Pour la fédération de chasse iséroise, cette décision n'est pas justifiée. "A notre avis, cette espèce n'est pas menacée, assure Alain Siaud, vice-président de la fédération. On suit les populations. On sait que cette année, la reproduction a été très bonne. Nos chasseurs sont sur le terrain, ils nous disent ce qu'il se passe." La "perdrix blanche" fait partie des 19 espèces d'oiseau inscrites sur la liste rouge de l'union internationale pour la conservation de la nature, organisme qui précise que "l’incertitude sur la taille réelle de sa population laisse subsister un doute sur [les impacts des prélèvements cynégétiques, ndlr]".Sébastien Zimmermann, technicien petit gibier de montagne à la fédération, précise l'action des veneurs : "On compte deux fois dans l'année, une fois au printemps, avec le chant des coqs et une fois en été, avec les chiens d'arrêt. On n'a pas pu effectuer le comptage d'été sur le massif du Taillefer cette année [en raison de la présence de troupeaux de moutons, ndlr]. Mais dans le reste du département, le taux de reproduction du lagopède est de 0,9 jeune par adulte. L'office français de la biodiversité, avec lequel on travaille, nous autorise à chasser cette espèce à partir d'un taux de reproduction de 0,4 jeune par adulte."
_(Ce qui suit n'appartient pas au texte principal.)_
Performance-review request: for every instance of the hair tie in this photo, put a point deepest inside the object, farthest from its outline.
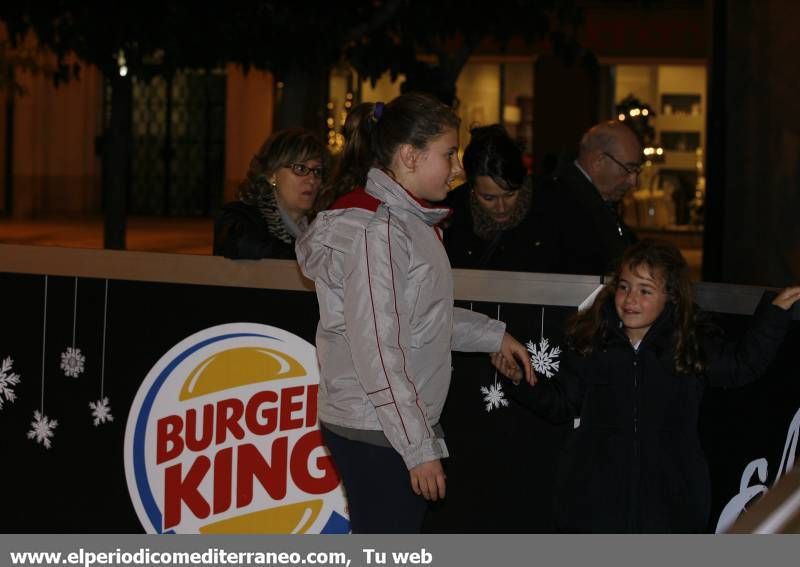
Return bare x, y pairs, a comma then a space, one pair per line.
377, 111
La chasse au lagopède fait l'objet de nombreuses restrictions. Elle ne peut avoir lieu que du troisième dimanche de septembre au 11 novembre, et pas plus de quatre jours par semaine. Les chasseurs doivent également remplir un carnet de prélèvement, acheté auprès de la fédération. Des contraintes réglementaires auxquelles s'ajoute la difficulté à débusquer le volatile.
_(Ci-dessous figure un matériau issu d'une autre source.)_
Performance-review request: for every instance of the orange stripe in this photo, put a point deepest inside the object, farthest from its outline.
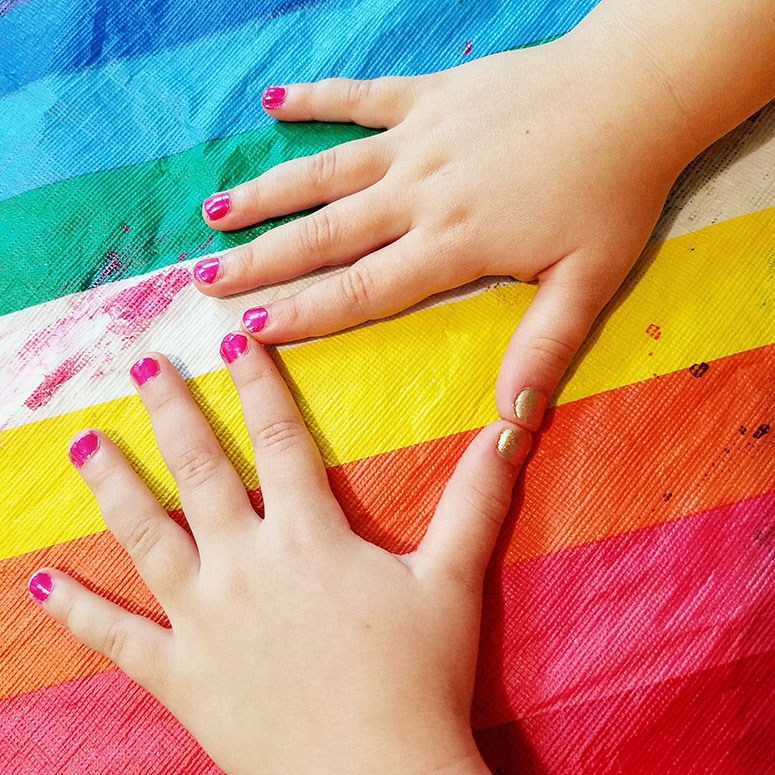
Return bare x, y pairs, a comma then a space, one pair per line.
639, 455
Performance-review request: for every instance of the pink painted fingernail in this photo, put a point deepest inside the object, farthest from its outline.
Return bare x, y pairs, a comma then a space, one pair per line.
232, 346
273, 97
40, 586
83, 448
254, 319
217, 205
145, 369
206, 270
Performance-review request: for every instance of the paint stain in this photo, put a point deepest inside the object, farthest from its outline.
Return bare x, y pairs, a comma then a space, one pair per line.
134, 309
124, 315
654, 331
51, 384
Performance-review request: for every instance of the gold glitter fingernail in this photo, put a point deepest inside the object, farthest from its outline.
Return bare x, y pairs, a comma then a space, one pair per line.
510, 443
529, 408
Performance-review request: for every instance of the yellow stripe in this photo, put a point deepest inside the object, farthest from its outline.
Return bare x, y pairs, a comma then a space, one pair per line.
424, 375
Introuvable en dessous de 1 800 mètres d'altitude, le lagopède est un gibier de luxe. "C'est une chasse très difficile pour les hommes et les chiens. La sortie en montagne, parfois à 3 000 mètres d'altitude, peut durer huit heures. Très peu de chasseurs pratiquent encore", souligne Sébastien Zimmermann. Entre 200 et 300 chasseurs, sur 17 500, traqueraient le lagopède en Isère, selon le vice-président de la fédération. En 2019, 5 "perdrix blanches", ont été tuées. "Il y a surtout eu des abus avant les années 90, mesure Jean-François Desmet. C'était alors un snobisme de faire des banquets avec du gibier de montagne pour les citadins. On y servait notamment du lagopède."
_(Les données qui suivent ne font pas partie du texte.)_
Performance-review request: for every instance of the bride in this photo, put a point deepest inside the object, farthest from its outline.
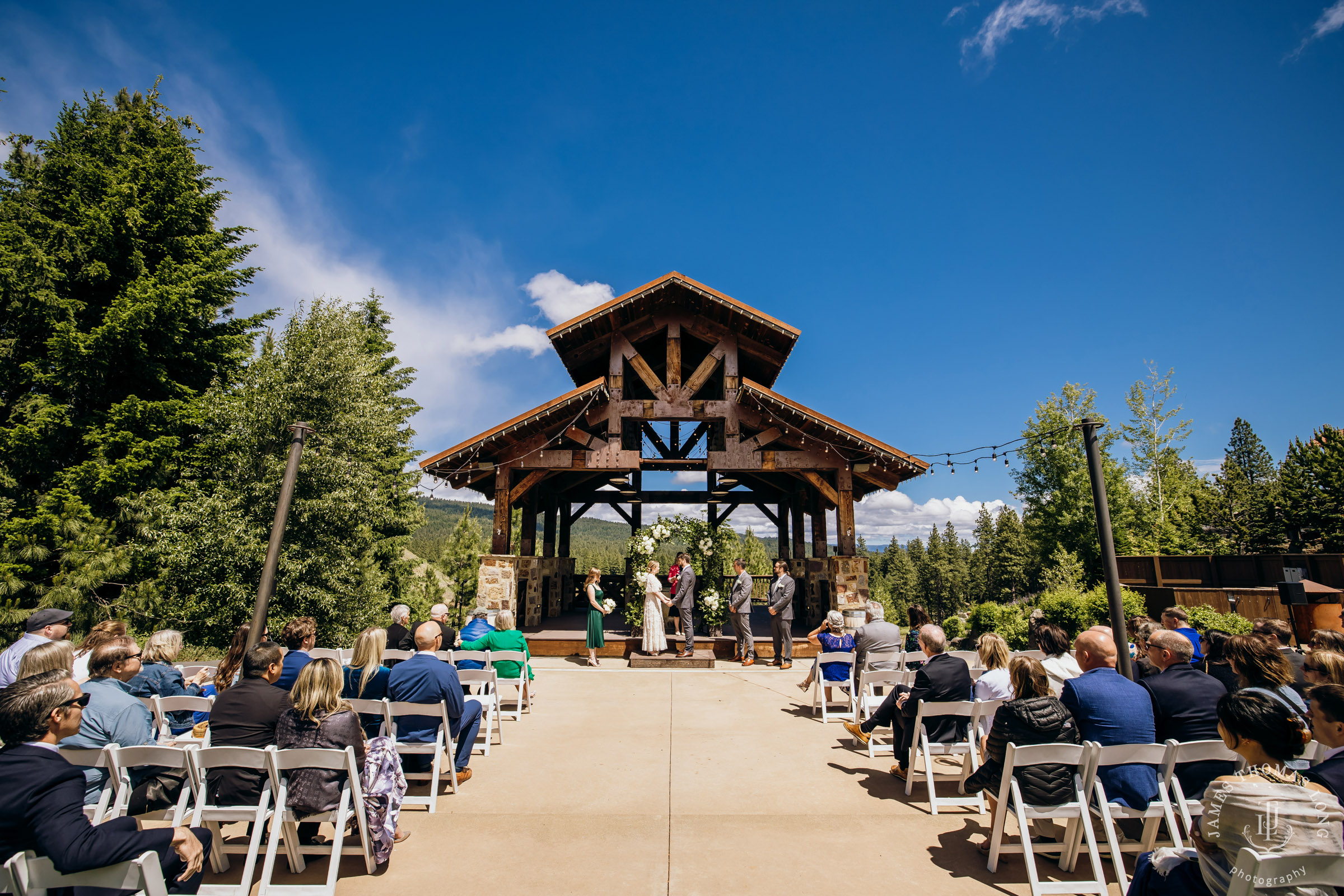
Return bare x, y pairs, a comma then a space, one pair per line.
655, 634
Le pâturage ovin et le développement des activités de montagne menacent également le lagopède
Le biologiste n'a aucune donnée récente sur cet oiseau dans les massifs haut-savoyards des Bauges, du Chablais et des Bornes. "L'espèce semble avoir disparu dans ces zones", déplore-t-il. Si la chasse représente un péril pour le lagopède, elle n'est pas la seule chose à menacer sa survie. En plus de ses prédateurs naturels (renards, rapaces, marmottes...) le galliforme, qui ne survit que dans les zones froides, est particulièrement sensible au changement climatique. "Il y a quarante ans, on trouvait encore des nids à 1 600 mètres d'altitude. Maintenant, il est rare d'en trouver en dessous de 1 900. Le Lago est obligé de s'élever et son habitat se réduit", assure le scientifique.Autre menace d'envergure : l'accroissement des zones de pâturage ovin. Les nids, qui se trouvent au sol, peuvent être piétinés par les moutons. "Les chiens de protection ont aussi tendance à gober poussins et poules", précise Jean-François Desmet. Enfin, le développement des activités de tourisme en montagne vient assombrir un peu plus l'avenir de cette "relique glacière". "Avec l'essor des activités touristiques comme le VTT par exemple, en plus du dérangement, il y a un risque d'écrasement des lagopèdes, continue-t-il. C'est un oiseau très terrestre. L'extension des domaines skiables est également inquiétante : cela détruit son habitat naturel. D'autre part, beaucoup d'oiseaux sont tués dans les déclenchements d'avalanche, par les ondes de choc ou bien embarqués par les coulées de neige."
Selon la LPO, le nombre de communes de présence régulière de l’espèce dans les Alpes françaises a diminué de 34% depuis les années 50.